浜口陽三(1909-2000)は和歌山県有田郡広村(現在の広川町)の生まれ。生家は代々千葉県銚子で醤油醸造業を営み、浜口自身も5歳で同地に移り住んだ。1928年(昭和3)に東京美術学校に進むが日本の美術教育に飽き足らず、退学してパリに渡る。はじめ油彩を手がけるも次第に離れ、28歳の頃独学で銅版画を試作した。戦争による長い空白を経て銅版画を再開、1953年に再びパリへ移り、翌々年に黄・赤・青・黒の四版を重ねるカラーメゾチントを開発、ベルソーを自在に、不規則に扱って画面に光を取り込む独自の造型により、国際的な評価を得た。

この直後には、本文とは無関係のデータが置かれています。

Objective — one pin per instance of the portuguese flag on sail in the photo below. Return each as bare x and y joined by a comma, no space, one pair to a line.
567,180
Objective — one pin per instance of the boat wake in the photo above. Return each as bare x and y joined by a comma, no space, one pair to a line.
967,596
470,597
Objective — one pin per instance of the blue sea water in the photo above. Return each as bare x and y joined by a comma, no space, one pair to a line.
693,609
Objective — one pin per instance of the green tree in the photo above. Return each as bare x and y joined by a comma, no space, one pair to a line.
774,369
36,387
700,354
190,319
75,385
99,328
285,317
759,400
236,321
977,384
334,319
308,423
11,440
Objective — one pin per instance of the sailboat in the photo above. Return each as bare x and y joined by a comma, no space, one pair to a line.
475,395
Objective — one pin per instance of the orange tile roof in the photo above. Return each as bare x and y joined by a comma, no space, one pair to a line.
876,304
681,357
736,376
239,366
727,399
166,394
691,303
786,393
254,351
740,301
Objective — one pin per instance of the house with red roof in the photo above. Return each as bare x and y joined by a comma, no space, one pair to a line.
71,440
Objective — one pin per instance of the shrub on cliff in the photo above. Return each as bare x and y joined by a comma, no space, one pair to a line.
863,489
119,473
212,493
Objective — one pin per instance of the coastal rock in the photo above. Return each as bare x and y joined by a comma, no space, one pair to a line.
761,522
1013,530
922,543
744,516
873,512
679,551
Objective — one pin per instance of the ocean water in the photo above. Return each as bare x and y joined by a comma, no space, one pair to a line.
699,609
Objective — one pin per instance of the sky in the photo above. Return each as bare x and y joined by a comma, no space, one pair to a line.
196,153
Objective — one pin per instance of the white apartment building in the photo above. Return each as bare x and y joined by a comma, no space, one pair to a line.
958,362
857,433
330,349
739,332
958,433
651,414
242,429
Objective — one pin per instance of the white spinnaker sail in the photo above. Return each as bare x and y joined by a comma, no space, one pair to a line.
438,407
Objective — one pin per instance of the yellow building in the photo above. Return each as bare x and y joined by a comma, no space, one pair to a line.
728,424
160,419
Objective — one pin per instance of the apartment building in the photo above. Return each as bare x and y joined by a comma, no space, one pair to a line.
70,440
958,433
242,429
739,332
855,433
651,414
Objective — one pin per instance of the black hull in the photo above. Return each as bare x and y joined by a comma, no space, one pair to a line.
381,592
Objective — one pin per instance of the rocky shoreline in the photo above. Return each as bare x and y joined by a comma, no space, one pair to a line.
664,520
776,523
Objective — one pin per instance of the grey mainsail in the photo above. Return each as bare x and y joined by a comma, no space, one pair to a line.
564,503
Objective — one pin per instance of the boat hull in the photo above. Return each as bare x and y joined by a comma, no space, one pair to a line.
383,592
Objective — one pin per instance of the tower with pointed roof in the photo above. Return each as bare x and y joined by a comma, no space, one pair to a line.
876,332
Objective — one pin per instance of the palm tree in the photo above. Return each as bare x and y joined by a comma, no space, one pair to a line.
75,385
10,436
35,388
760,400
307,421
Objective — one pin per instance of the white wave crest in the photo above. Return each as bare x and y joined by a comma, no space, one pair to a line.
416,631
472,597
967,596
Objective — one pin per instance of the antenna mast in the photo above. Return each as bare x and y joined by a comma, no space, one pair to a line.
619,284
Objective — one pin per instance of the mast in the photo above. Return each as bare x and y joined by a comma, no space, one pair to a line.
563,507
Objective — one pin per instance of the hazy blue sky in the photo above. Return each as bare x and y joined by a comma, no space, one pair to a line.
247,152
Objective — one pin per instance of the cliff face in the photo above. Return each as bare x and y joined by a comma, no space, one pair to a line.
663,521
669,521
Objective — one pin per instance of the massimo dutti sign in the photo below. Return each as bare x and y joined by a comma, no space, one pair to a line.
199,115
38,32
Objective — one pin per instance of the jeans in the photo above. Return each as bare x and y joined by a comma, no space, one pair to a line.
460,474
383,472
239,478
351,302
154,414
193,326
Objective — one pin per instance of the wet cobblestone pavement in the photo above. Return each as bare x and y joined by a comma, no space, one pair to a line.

暗い背景に皿のような開口部を空け、桜桃のシルエットを配する。黒いさくらんぼという主題は1956年に始まるが、本作ではモチーフをひとつに絞り、茎を直線にして記号のように扱うことにより、簡潔な、張りつめた構成としている。水を連想させるニュアンス豊かな青に孤立した果実が浮かぶ空間は、静謐で瞑想的ですらあり、しんとした心地へと観者を誘う。カラーメゾチントを創造して5年、浜口の造形が強靭な構成と神秘性を獲得してゆく過程を示す佳品である。